Sepsis is a worldwide health problem, resulting in million of deaths each year. Sepsis caused by infectious diseases is also a common cause of death in children, and infectious diseases account for more than 50% of the deaths. The prevalence of sepsis and severe sepsis in children steadily rose in past decade. Although tremendous resources and efforts were consumed for the disease, the mechanism of sepsis is still unknown. However, sepsis 3.0 recommended that sepsis should be defined as life-threatening organ dysfunction caused by a dysregulated host response to infection. Study found that sepsis is characterized by a hyperinflammatory immune response in early phase and suppression of immune system in the later phase of sepsis. There are 10% of the deaths in the early phase due to overwhelming inflammation presenting with fever, shock, and multiorgan failure, while 30% of deaths caused by superinfection occur in the later phase. Vitamin A, one of lipid soluble vitamins, plays an important role in immune system. Vitamin A deficiency increases the risk of infection, and vitamin A deficiency is highly prevalent among children, especially in developing country. Vitamin A is essential for T cells differentiation, induced regulatory T cells (iTregs) and Th17 cells balance, and orchestrating immune responses, etc, which contribute to the immune response in patients with sepsis.Our previous studies revealed that vitamin A deficiency presented in children with enterovirus 71 (EV71) infection was associated with reduced immunity and more severe illness.So we hypothesize that vitamin A or vitamin A deficiency may play an essential role in sepsis. However, data on status of vitamin A or prevalence of vitamin A deficiency in children with sepsis is limited.We conduct a study to to assess the status of vitamin A in critically ill children with sepsis and its association with the illness severity.
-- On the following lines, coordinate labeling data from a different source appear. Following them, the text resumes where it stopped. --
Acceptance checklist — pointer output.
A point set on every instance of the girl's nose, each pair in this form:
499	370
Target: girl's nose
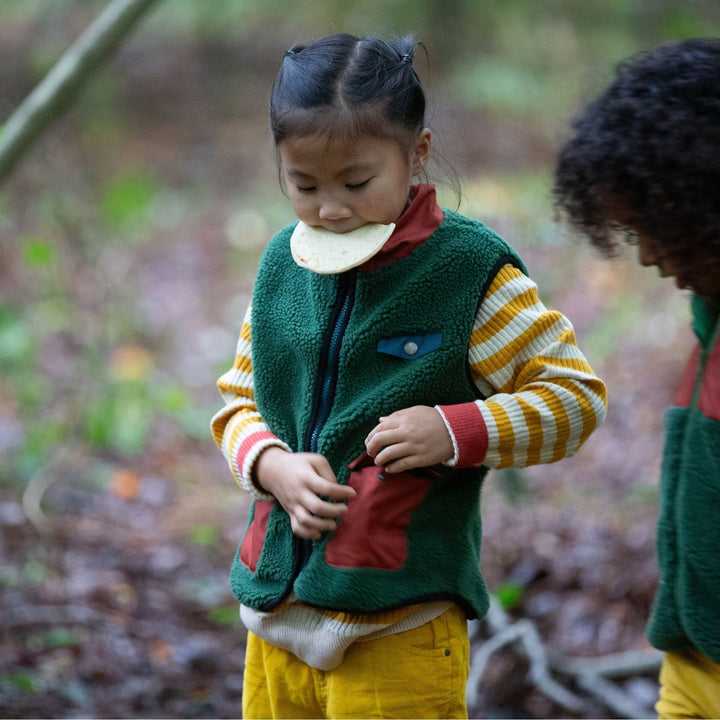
333	210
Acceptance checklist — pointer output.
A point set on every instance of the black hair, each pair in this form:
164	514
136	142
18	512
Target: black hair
649	145
345	84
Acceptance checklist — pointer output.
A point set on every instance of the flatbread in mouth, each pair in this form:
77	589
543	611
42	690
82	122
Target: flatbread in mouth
325	252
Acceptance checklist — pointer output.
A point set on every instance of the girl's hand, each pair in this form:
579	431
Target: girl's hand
298	480
410	438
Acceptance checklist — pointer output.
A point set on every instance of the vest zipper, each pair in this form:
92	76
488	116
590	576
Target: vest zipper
330	359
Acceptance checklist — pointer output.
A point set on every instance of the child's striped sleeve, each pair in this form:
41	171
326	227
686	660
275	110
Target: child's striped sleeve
237	428
543	399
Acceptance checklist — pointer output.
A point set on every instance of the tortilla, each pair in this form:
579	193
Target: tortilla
325	252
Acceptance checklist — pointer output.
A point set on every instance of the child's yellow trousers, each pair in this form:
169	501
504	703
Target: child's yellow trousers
418	673
690	686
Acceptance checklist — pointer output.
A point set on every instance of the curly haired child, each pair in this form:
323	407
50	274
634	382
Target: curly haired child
643	165
393	352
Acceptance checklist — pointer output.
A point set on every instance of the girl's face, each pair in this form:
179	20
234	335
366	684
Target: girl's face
340	184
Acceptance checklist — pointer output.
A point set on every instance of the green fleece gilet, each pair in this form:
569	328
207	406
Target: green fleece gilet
686	608
333	353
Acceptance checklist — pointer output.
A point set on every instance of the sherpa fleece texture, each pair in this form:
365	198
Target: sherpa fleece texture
412	538
686	608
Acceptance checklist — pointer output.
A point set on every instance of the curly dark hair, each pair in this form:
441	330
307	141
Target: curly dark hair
650	145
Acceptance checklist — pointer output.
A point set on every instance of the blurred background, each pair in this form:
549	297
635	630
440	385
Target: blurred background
129	239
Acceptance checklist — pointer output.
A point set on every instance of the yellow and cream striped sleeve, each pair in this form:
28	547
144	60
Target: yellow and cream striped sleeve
542	398
237	428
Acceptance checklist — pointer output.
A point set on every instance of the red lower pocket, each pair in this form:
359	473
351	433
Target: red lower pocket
372	532
254	539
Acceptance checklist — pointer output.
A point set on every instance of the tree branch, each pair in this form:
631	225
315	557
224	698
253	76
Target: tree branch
589	674
55	92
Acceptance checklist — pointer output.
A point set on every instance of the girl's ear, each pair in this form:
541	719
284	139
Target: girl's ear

There are three widely used score systems for measuring the illness severity in pediatric intensive care units: the pediatric risk of mortality (PRISM), the pediatric index of mortality (PIM) and the pediatric logistic organ dysfunction (PELOD) score. Though the three systems are validated in other populations, they are not commonly used in our population because lack of validation. We will evaluate the performance of the three tools in our population simultaneously in this study.

Enrollment

300 estimated patients

Sex

All

Ages

Under 192 months old

Volunteers

No Healthy Volunteers

Inclusion criteria

  • Age ≤16 years old
  • Diagnose of sepsis
  • Consent of both parents (or the person having parental authority in families)

Exclusion criteria

  • Discharging against medical advise
  • Age>16 years
  • Condition of underlying chronic disease (hepatic, renal, cardiac,neurological, pulmonary and gastrointestinal)
  • Patients with haematological malignancies and immunodeficiency

(As for evaluating the performance of the three score systems, all patients admitted to the PICU are included except adolescents >16 years of age and those patients who stayed in the PICU for < 2h.)

Trial design

300 participants in 2 patient groups

sepsis group
Description:
patients of sepsis group are diagnosed with sepsis according to International Pediatric Sepsis Consensus Conference:Definitions for sepsis and organ dysfunction in pediatrics.
control group
Description:
A gender- and age- matched control group are recruited from among non-sepsis children from Pediatric Intensive Care Unit of West China Hospital.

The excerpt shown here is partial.